Safe class imports from JAR Files - java

Consider a scenario that a java program imports the classes from jar files. If the same class resides in two or more jar files there could be a problem.
In such scenarios what is the class that imported by the program? Is it the class
with the older timestamp??
What are the practices we can follow to avoid such complications.
Edit : This is an example. I have 2 jar files my1.jar and my2.jar. Both the files contain com.mycompany.CrazyWriter

By default, classes are loaded by the ClassLoader using the classpath which is searched in order.
If you have two implementations of the same class, the one the class loader finds first will be loaded.
If the classes are not actually the same class (same names but different methods), you'll get an exception when you try to use it.
You can load two classes with the same names in a single VM by using multiple class loaders. The OSGI framework can manage lots of the complexitites for you, making sure the correct version is loaded, etc.

First, I assume that you mean that the same class resides in two more jar files...
Now, answering your questions:
Which class is imported is dependent on your classloader and JVM. You cannot guarantee which class it will be, but in the normal classloader it will be the class from the first jar file on your classpath.
Don't put the same class into multiple jar files, or if you are trying to override system classes, use -bootclasspath.
Edit: To address one of the comments on this answer. I originally thought that sealing the jar would make a difference, since in theory it should not load two classes from the same package from different jar files. However, after some experimentation, I see that this assumption does not hold true, at least with the default security provider.

The ClassLoader is responsible for loading the Classes.
It scanns the ClassPath and loads the class that it found first.
If you have the same Jar twice on the ClassPath or if you have two Jars that contain two different versions of the same Class (that is com.packagename.Classname), the one that is found first is loaded.
Try to avoid having the same jar on the classpath twice.

Not sure what you meant by "the same class resides in two more classes"
if you meant inner/nested classes, there should be no problem since they are in different namespaces.
If you meant in two more JARs, as already answered, the order in the classpath is used.
How to avoid?
A package should be in only one JAR to avoid duplicated classes. If two classes have the same simple name, like java.util.Date and java.sql.Date, but are in different packages, they actually are different classes. You must use the fully qualified name, at aleast from one of the classes, to distinguish them.

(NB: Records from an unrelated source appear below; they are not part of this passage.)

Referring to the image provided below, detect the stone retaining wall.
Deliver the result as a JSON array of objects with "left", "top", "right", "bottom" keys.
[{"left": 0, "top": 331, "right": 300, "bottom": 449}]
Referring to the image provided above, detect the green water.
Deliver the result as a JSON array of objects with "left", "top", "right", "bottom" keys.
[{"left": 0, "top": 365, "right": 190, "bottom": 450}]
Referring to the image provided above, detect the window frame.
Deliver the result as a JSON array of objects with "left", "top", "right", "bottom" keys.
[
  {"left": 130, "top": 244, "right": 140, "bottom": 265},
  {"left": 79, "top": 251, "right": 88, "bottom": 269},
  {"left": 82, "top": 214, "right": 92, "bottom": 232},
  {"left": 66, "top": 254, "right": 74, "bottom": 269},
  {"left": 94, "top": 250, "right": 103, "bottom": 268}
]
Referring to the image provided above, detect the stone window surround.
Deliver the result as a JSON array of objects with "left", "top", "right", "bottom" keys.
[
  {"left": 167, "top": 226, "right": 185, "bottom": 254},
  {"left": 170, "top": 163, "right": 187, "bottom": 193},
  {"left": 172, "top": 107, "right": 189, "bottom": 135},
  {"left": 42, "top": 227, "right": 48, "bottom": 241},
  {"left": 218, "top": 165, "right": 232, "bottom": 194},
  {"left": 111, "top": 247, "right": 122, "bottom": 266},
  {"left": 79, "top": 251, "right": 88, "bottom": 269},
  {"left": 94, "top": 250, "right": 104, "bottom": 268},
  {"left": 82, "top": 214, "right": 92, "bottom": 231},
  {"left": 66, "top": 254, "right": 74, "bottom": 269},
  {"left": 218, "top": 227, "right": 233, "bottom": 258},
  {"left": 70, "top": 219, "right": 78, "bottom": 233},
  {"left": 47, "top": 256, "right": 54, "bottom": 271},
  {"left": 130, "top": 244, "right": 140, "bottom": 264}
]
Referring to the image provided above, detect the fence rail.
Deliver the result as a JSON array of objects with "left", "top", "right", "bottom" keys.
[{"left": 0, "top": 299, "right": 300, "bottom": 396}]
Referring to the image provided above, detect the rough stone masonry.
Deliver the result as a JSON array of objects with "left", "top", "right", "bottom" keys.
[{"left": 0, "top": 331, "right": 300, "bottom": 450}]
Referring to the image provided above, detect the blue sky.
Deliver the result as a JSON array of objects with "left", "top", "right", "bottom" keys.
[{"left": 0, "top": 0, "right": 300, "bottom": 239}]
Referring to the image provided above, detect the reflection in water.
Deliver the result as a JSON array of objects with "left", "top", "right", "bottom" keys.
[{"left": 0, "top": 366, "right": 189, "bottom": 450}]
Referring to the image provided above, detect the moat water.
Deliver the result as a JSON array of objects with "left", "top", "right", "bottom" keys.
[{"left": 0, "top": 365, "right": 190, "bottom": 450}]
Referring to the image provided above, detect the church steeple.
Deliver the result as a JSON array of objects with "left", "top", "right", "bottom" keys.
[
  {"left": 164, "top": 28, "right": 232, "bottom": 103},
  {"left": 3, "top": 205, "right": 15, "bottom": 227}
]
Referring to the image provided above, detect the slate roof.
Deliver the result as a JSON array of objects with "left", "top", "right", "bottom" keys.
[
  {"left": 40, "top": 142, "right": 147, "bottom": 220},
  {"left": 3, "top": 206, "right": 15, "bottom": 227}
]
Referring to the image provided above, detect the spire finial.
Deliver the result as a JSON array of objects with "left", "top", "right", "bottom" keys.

If you have a problem finding out which version of a class is being used, then jwhich might be of use:
http://www.fullspan.com/proj/jwhich/index.html

If the same class resides in two more jars there should be a problem.
What do you mean exactly? Why should this be a problem?
In such scenarios what is the class that imported by the program? (Class with older timestamp??)
If a class exists in two JARs, the class will be loaded from the first JAR on the class path where it is found. Quoting Setting the class path (the quoted part applies to archive files too):
The order in which you specify multiple class path entries is important. The Java interpreter will look for classes in the directories in the order they appear in the class path variable. In the example above, the Java interpreter will first look for a needed class in the directory C:\java\MyClasses. Only if it doesn't find a class with the proper name in that directory will the interpreter look in the C:\java\OtherClasses directory.
In other words, if a specific order is required then just enumerate the JAR files explicitly in the class path. This is something commonly used by application server vendors: to patch specific class(es) of a product, you put a JAR (e.g. CR1234.jar) containing patched class(es) on the class path before the main JAR (say weblogic.jar).
What are the practices we can follow to avoid such complications.
Well, the obvious answer is don't do it (or only on purpose like in the sample given above).

Related

Determine loader jar of a dynamically loaded jar

How do I determine the name of the jar that is dynamically loading my jar? Is it possible? I have attempted many variants using ClassLoader but with no success.
Thanks in advance.
Let me explain why I need the name of the "loader jar". In our container we have the following lines:
URLClassLoader classLoader = new URLClassLoader(new URL[] { artifact.getFile().toURI().toURL() });
Method method = URLClassLoader.class.getDeclaredMethod("addURL", URL.class);
method.setAccessible(true);
method.invoke(classLoader, artifact.getArtifact().getFile().toURI().toURL());
Class<?> processorClass = classLoader.loadClass(className);
Object processorClassInstance = processorClass.newInstance();
When the loaded class is instantiated, newInstance above, it's properties files is external to the jar the class resides. The configuration files are in a directory named after the container jar that contains the class that executed the lines of code above. So, if the deployed container jar is called RedcapTDP.jar the configuration files are in "C:...\RedcapTDP". When the RedcapTDP.jar is deployed it dynamically loads the configured maven artifact which in turn will read it's configuration file from the RedcapTDP directory.
I hope that makes it clear!
How do I determine the name of the jar that is dynamically loading my jar? Is it possible?
Taking you literally, no, it is clearly impossible. In fact, it doesn't even make sense. Java does not "load" Jars at all, though it may load one or more classes contained within a jar. When it does so, it is the VM loading the class, not any jar loading it.
Interpreting you a bit more liberally, perhaps you are asking "how do I determine the class whose dependency on one of the classes in my jar is causing my class to be loaded, and how do I determine from which jar file that other class was loaded?" Unless your control extends beyond the classes in your jar, however, this is again impossible.
Class loading is a separate step preceding class initialization, and class initialization is the first point at which there is any opportunity to execute any code contained in your class. Thus, class loading is no longer ongoing when your classes first get a chance to inquire about anything. Moreover, classes are not necessarily loaded from jars at all, and in any event, they do not carry information about the source from which they were loaded.
I could perhaps go further afield with speculations about what you may mean to ask, but I don't see any interpretation of the question that affords an answer different from "no, it is not possible."
JARs don't load JARs. A jar file is just a meaningless container that helps holding class files and other resources together. Classes are loaded by a class loader(s) from a class path provided to the jvm. What you're trying to do is not possible. Maybe you can explain what you're trying to achieve and perhaps there is a better way to do it.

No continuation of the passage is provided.